Era il 2 maggio 1987 quando si arruolava nell’Arma come carabiniere, dopo pochi anni accedeva alla scuola sottufficiali di Velletri e Vicenza al termine del percorso di formazione veniva assegnato alla Stazione Carabinieri di Marano di Napoli, dove maturata un’esperienza in qualità di sottordine, in un territorio problematico, dove l’influenza dei Clan legati alla camorra hanno creato numerosi disagi alla popolazione di quel territorio riuscendo a dare sostegno dall’impegno istituzionale sempre presente.

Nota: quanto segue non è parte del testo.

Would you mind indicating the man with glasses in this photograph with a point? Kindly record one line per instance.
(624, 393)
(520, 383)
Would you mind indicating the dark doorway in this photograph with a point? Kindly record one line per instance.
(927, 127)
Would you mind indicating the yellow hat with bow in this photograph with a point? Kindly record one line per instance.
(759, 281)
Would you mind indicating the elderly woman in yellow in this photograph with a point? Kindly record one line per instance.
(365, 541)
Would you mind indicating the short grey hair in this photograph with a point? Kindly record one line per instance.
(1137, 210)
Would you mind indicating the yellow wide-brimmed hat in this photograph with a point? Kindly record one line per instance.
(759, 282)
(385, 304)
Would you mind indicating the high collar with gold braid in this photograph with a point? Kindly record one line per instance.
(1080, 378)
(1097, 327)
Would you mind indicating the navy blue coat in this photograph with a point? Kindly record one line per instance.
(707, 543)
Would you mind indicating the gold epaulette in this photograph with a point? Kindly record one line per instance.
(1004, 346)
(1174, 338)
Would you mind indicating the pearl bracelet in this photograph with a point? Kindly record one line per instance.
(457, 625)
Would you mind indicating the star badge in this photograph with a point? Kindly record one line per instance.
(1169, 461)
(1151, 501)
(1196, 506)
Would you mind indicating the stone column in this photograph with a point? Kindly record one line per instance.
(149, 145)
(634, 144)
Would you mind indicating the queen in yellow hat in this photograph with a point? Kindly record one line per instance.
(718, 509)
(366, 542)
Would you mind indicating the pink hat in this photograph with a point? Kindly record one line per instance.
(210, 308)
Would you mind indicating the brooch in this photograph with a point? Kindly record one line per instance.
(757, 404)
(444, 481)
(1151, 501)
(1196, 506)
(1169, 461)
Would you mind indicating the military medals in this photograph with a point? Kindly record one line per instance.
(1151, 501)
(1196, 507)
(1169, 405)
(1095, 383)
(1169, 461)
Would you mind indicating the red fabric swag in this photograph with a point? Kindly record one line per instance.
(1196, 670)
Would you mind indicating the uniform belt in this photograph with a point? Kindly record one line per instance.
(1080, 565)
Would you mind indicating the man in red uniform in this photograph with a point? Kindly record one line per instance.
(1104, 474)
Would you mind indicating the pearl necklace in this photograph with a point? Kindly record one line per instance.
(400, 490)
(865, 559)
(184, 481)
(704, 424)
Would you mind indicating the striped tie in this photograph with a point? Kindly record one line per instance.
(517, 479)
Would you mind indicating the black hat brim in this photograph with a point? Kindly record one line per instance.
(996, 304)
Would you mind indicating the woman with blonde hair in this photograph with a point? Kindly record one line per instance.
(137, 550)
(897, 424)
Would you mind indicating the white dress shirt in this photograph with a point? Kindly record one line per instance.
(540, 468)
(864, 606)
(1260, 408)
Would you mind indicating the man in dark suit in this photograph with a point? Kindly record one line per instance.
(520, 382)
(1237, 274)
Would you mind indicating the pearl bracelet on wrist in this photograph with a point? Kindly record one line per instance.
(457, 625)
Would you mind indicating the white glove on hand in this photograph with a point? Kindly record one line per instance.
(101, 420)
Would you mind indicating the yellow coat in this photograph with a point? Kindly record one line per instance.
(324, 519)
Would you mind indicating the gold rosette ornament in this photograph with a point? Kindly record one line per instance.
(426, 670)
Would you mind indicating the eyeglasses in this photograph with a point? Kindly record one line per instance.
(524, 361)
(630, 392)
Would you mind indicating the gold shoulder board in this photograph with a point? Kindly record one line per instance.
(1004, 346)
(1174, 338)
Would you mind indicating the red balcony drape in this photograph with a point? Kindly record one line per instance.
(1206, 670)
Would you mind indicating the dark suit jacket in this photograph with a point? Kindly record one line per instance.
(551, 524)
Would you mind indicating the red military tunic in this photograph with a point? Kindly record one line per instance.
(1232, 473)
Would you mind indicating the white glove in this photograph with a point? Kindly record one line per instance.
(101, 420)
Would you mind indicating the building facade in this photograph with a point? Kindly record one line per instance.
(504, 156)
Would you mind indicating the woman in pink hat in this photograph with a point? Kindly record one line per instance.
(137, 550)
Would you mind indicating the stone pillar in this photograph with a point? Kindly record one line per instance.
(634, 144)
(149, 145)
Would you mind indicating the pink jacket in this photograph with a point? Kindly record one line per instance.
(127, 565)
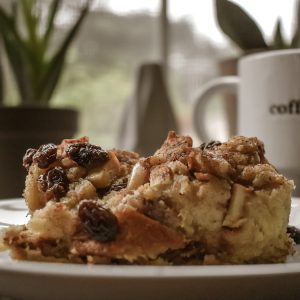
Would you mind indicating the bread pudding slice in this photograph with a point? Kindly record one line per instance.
(220, 203)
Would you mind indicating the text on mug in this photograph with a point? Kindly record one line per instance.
(293, 107)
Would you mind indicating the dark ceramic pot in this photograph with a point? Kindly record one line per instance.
(28, 127)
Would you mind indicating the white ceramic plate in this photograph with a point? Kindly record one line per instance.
(37, 280)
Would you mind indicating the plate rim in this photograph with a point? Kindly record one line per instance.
(71, 270)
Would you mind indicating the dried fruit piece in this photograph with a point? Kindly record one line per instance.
(28, 158)
(45, 155)
(99, 222)
(87, 155)
(54, 183)
(209, 145)
(294, 233)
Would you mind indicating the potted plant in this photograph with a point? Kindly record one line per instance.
(26, 37)
(246, 34)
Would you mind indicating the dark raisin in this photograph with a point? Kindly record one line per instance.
(45, 156)
(28, 158)
(209, 145)
(54, 183)
(294, 233)
(87, 155)
(99, 222)
(116, 186)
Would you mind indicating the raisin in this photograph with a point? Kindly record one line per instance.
(54, 183)
(28, 158)
(99, 222)
(209, 145)
(45, 155)
(294, 233)
(115, 187)
(87, 155)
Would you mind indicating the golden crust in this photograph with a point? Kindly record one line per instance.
(219, 203)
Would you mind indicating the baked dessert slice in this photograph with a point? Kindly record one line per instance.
(220, 203)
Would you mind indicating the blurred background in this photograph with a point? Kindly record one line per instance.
(119, 35)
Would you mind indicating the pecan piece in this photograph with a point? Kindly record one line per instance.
(45, 155)
(87, 155)
(28, 158)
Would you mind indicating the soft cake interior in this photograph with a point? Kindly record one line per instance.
(219, 203)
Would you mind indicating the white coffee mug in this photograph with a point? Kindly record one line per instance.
(268, 105)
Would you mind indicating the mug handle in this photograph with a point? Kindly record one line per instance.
(204, 95)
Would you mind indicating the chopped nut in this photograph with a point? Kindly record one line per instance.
(87, 155)
(45, 156)
(28, 158)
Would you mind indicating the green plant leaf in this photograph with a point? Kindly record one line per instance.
(278, 41)
(31, 20)
(295, 43)
(1, 84)
(239, 26)
(55, 65)
(50, 22)
(16, 54)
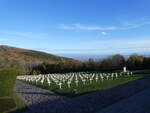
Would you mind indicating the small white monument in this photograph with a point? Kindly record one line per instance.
(124, 69)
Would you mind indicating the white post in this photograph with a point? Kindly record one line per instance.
(124, 69)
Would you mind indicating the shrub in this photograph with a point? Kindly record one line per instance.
(7, 81)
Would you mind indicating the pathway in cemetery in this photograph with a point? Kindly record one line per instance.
(42, 101)
(139, 103)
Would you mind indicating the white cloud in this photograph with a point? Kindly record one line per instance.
(25, 34)
(123, 26)
(103, 33)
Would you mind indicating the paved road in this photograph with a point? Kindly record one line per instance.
(139, 103)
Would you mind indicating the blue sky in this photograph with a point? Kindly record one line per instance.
(76, 26)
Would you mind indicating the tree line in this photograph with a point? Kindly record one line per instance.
(113, 63)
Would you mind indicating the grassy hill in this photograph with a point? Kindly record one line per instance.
(25, 59)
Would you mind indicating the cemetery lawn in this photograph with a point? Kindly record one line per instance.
(9, 101)
(87, 87)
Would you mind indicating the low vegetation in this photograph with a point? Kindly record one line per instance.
(9, 101)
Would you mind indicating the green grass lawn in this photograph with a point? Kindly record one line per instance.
(87, 87)
(8, 98)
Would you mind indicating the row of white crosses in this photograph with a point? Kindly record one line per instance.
(70, 78)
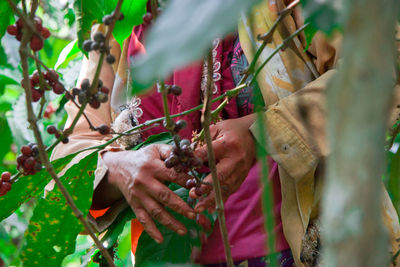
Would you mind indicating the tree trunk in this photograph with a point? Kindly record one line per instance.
(358, 99)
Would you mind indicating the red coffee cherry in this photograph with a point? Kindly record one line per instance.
(6, 176)
(36, 43)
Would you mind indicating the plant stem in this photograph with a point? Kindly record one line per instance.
(24, 54)
(206, 121)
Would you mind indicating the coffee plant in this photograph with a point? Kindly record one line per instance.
(43, 44)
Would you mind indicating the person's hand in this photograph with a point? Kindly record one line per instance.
(234, 154)
(140, 176)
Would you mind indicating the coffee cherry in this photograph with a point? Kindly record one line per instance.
(147, 18)
(51, 129)
(175, 90)
(21, 159)
(103, 129)
(191, 183)
(171, 161)
(110, 59)
(95, 46)
(94, 104)
(58, 88)
(82, 97)
(35, 150)
(12, 30)
(36, 43)
(29, 163)
(38, 24)
(45, 33)
(52, 76)
(87, 45)
(181, 124)
(37, 167)
(6, 176)
(107, 20)
(20, 24)
(26, 150)
(85, 84)
(198, 191)
(75, 91)
(99, 37)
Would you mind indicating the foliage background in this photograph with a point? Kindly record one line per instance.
(61, 51)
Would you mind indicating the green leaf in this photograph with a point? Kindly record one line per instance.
(133, 15)
(29, 186)
(162, 138)
(87, 13)
(6, 16)
(53, 228)
(182, 34)
(394, 181)
(6, 138)
(309, 32)
(67, 54)
(175, 248)
(326, 16)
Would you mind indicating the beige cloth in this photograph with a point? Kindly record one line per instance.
(297, 147)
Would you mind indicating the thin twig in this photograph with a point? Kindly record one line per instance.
(206, 121)
(24, 54)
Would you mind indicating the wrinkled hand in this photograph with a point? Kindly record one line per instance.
(140, 176)
(234, 154)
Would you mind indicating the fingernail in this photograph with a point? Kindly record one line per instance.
(181, 232)
(199, 209)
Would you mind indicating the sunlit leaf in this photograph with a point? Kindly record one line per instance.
(133, 12)
(53, 228)
(67, 54)
(29, 186)
(87, 13)
(182, 34)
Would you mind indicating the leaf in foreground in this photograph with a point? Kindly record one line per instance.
(53, 228)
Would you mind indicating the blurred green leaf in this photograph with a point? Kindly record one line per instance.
(67, 54)
(394, 180)
(6, 138)
(6, 16)
(326, 16)
(53, 228)
(182, 34)
(133, 13)
(29, 186)
(87, 12)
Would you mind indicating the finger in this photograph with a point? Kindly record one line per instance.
(159, 213)
(219, 147)
(146, 221)
(166, 197)
(164, 150)
(162, 173)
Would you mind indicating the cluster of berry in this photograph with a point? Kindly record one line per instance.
(29, 162)
(52, 83)
(183, 159)
(98, 44)
(95, 98)
(51, 129)
(5, 184)
(37, 41)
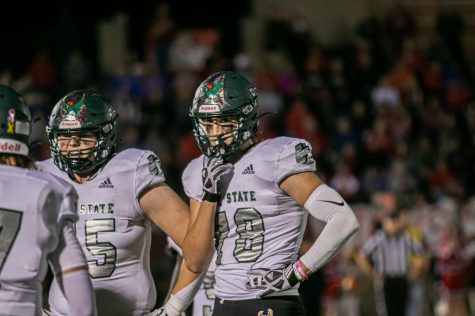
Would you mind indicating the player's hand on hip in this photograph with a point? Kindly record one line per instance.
(271, 281)
(162, 312)
(213, 170)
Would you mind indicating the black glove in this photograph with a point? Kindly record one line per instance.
(213, 170)
(271, 281)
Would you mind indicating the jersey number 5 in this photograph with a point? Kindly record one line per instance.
(105, 267)
(10, 222)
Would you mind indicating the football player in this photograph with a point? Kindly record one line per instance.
(251, 198)
(37, 214)
(120, 195)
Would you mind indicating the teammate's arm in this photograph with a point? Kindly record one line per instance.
(184, 286)
(198, 247)
(167, 210)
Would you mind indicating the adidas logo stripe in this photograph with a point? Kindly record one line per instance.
(249, 170)
(106, 184)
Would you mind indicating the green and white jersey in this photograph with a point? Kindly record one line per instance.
(33, 207)
(114, 233)
(258, 226)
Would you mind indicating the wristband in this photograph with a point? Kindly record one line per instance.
(299, 271)
(211, 197)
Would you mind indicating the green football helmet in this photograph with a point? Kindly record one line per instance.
(83, 111)
(15, 123)
(224, 95)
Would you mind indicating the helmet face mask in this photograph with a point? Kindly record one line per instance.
(228, 100)
(15, 123)
(82, 113)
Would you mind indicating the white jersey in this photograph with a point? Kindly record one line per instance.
(258, 226)
(203, 301)
(33, 207)
(114, 233)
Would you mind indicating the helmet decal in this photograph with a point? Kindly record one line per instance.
(72, 111)
(83, 111)
(11, 121)
(226, 95)
(212, 95)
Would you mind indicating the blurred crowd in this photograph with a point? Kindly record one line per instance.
(390, 123)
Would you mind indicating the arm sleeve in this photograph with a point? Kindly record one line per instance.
(191, 179)
(327, 205)
(148, 173)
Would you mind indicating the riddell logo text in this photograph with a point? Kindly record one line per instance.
(9, 147)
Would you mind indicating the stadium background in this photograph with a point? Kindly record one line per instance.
(382, 89)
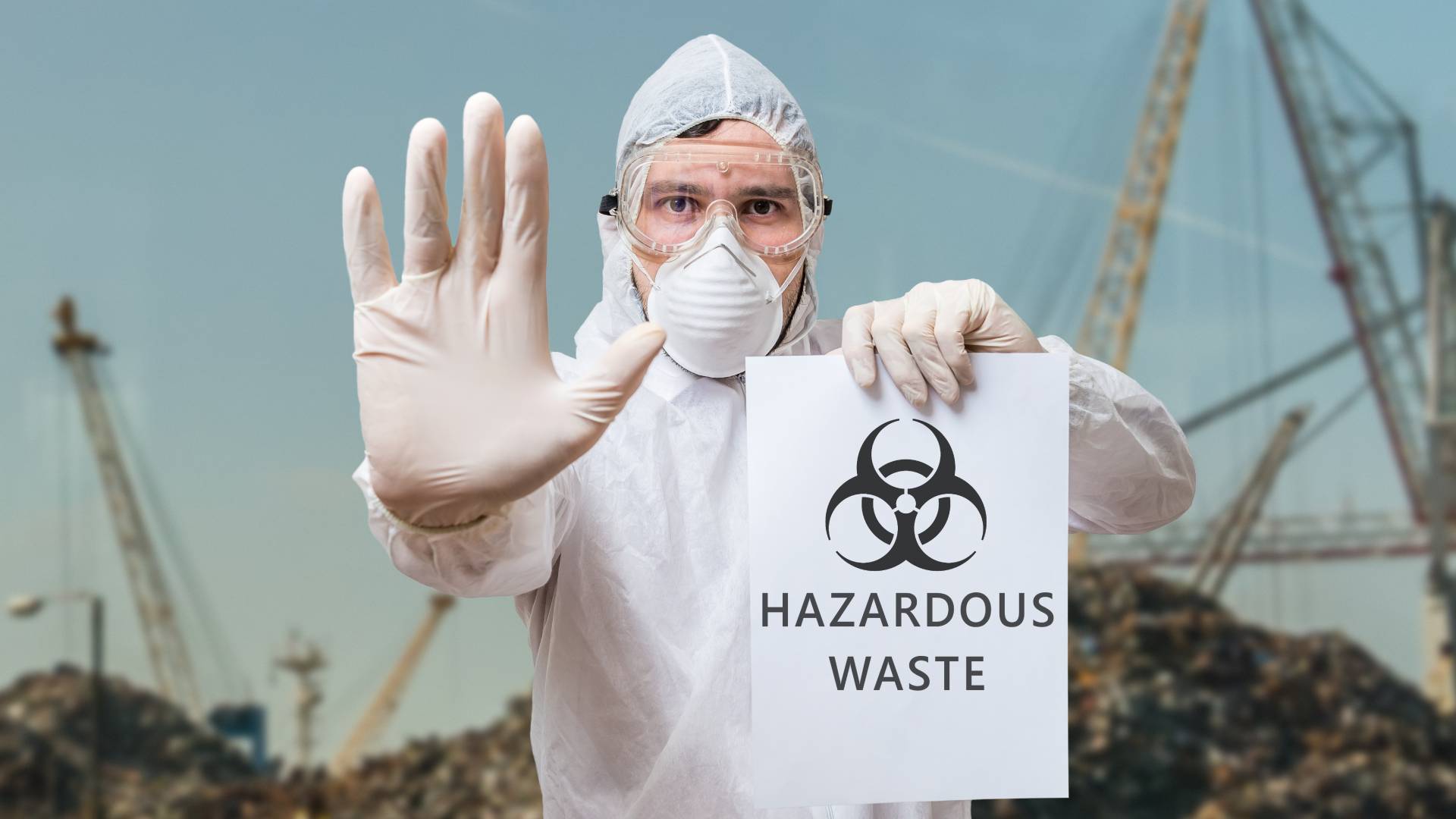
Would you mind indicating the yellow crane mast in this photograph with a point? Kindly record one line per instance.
(1117, 293)
(386, 700)
(166, 649)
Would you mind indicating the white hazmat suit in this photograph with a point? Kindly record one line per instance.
(631, 569)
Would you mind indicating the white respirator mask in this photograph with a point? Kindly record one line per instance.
(718, 303)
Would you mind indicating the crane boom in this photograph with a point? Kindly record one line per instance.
(386, 700)
(1117, 293)
(166, 649)
(1340, 146)
(1225, 544)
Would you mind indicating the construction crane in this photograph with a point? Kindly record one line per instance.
(1440, 426)
(1117, 293)
(1343, 140)
(166, 649)
(1340, 145)
(1225, 542)
(303, 659)
(386, 700)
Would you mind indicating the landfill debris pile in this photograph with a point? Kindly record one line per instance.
(487, 773)
(482, 774)
(1177, 708)
(152, 757)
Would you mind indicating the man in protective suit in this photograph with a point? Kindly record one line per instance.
(607, 491)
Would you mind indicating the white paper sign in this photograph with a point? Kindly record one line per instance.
(909, 575)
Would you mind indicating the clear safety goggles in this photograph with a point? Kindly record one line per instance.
(669, 199)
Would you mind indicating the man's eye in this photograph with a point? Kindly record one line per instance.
(762, 207)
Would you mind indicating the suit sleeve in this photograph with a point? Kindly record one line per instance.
(1130, 469)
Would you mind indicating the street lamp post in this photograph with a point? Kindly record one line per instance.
(28, 605)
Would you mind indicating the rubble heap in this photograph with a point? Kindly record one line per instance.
(1175, 710)
(485, 773)
(153, 752)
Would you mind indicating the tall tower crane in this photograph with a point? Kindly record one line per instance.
(386, 700)
(1345, 129)
(303, 659)
(166, 651)
(1117, 293)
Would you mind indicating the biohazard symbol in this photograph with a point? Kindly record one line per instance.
(906, 544)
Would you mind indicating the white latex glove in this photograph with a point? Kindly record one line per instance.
(925, 337)
(460, 407)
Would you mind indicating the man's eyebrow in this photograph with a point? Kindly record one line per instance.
(766, 191)
(670, 187)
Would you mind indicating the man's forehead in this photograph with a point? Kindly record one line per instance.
(737, 131)
(664, 175)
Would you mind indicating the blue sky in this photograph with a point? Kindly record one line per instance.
(178, 168)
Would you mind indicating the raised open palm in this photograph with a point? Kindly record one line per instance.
(460, 407)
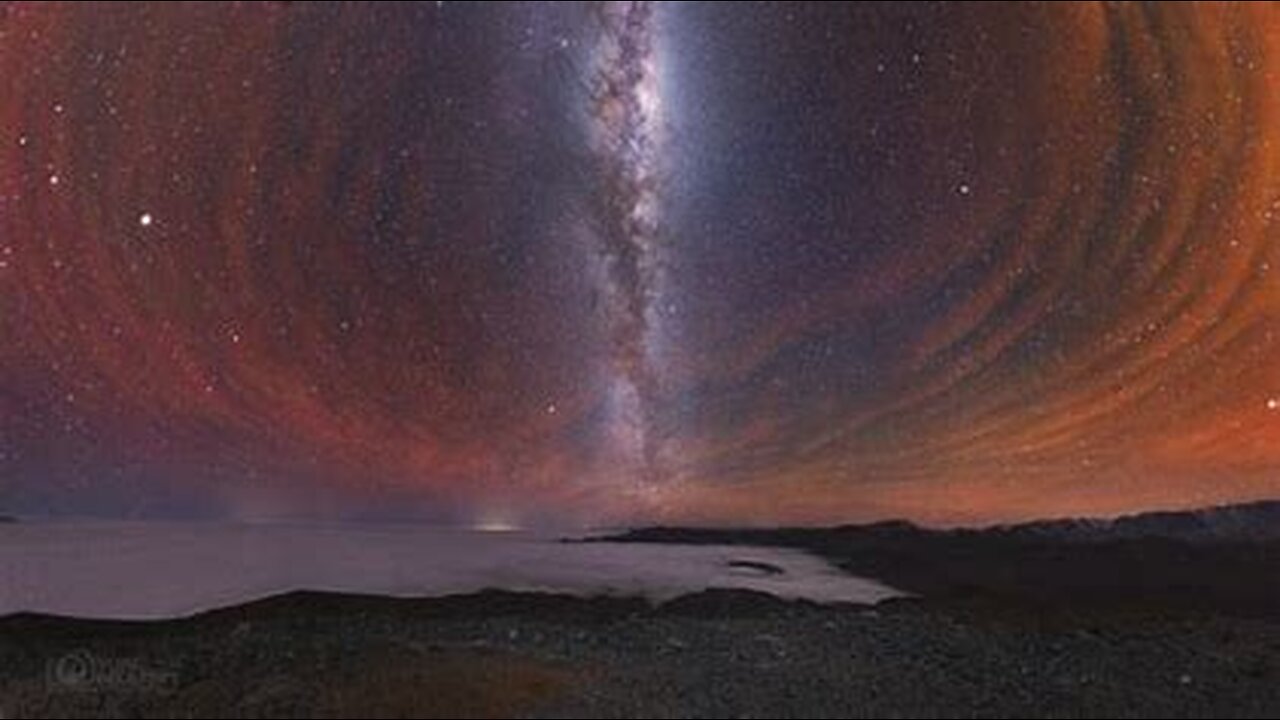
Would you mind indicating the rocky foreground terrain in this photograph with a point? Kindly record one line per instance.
(1011, 623)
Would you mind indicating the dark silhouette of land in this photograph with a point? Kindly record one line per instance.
(1164, 615)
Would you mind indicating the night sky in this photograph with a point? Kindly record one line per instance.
(741, 263)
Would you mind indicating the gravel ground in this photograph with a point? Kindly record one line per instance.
(718, 655)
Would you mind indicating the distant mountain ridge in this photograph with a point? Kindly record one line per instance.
(1217, 559)
(1251, 522)
(1226, 523)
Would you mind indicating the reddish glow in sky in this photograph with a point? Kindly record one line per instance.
(626, 261)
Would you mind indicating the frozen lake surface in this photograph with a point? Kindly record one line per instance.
(145, 570)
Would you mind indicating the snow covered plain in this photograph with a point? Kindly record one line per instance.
(146, 570)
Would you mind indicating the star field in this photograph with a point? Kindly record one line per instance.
(629, 261)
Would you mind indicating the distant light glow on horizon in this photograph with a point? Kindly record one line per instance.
(639, 261)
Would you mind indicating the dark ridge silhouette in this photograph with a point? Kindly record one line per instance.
(1220, 559)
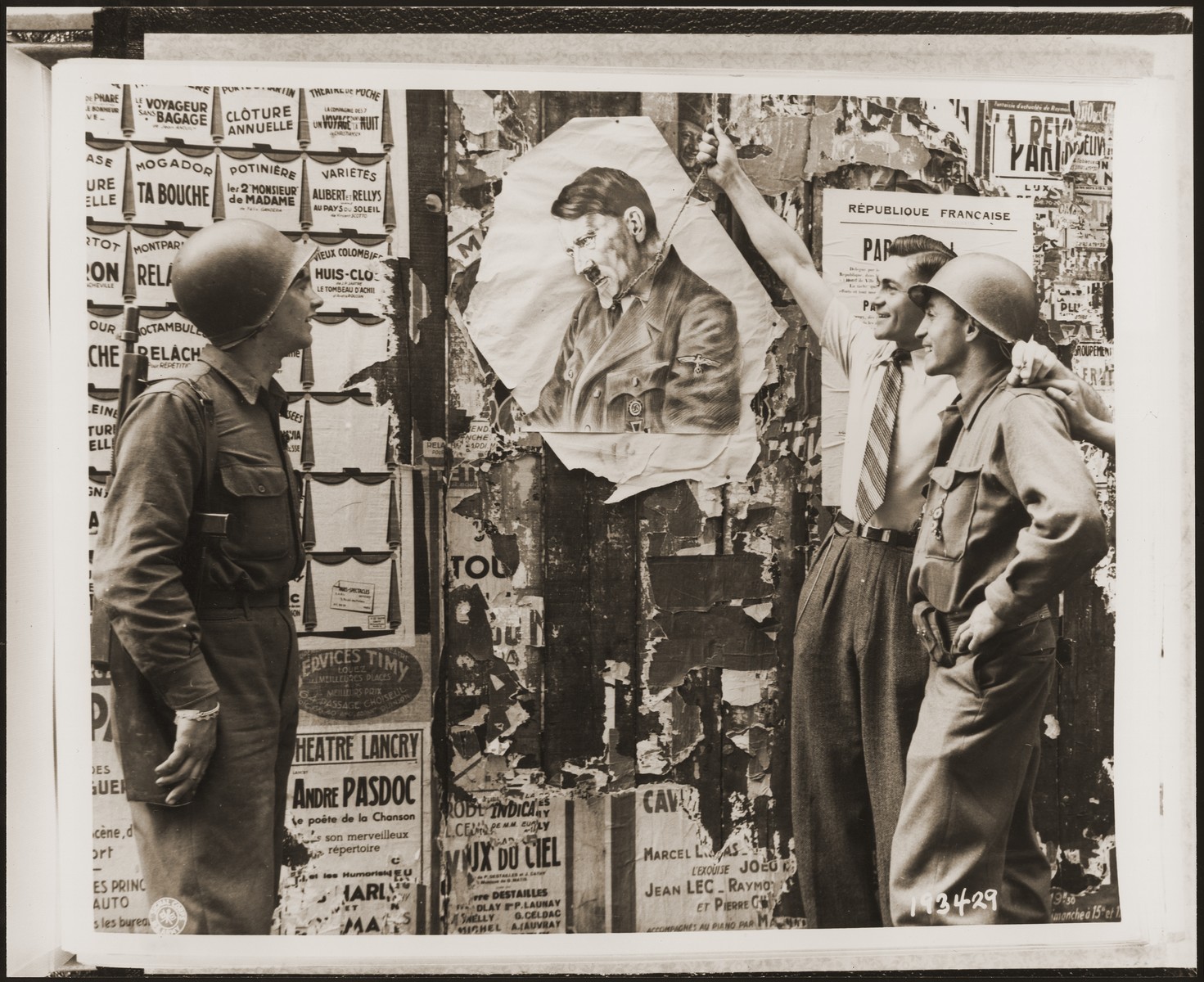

Successivamente tra gli anni 1990 al 1993 ha prestato servizio presso la Banca D’Italia nella sede di Napoli per poi, dal luglio 1996 agli anni 2000, maturata la necessaria esperienza, gli veniva affidato il Comando Stazione di Lettere (NA), al termine del delicato incarico faceva rientro nella propria Regione nativa ed assegnato al  Reparto Operativo di Frascati per quasi 10 anni al termine del quale andava incarichi di analisi de fenomeno del narcotraffico presso la D.C.S.A. (Direzione Centrale Servizi Antidroga) sino al 2021. Dopo essere transito nella categoria degli Ufficiali gli veniva assegnato l’incarico di Comandante della Sezione Radiomobile di Viterbo che ha ricoperto fino alla data del 28 gennaio 2024, data del suo congedo.

Inoltre durante la sua lunga carriera nel 1997 veniva insignito dalla medaglia di Bronzo al Valor Civile.

Moltissimi i messaggi di colleghi e comuni cittadini, traccia sentita di una bella storia dell’Arma.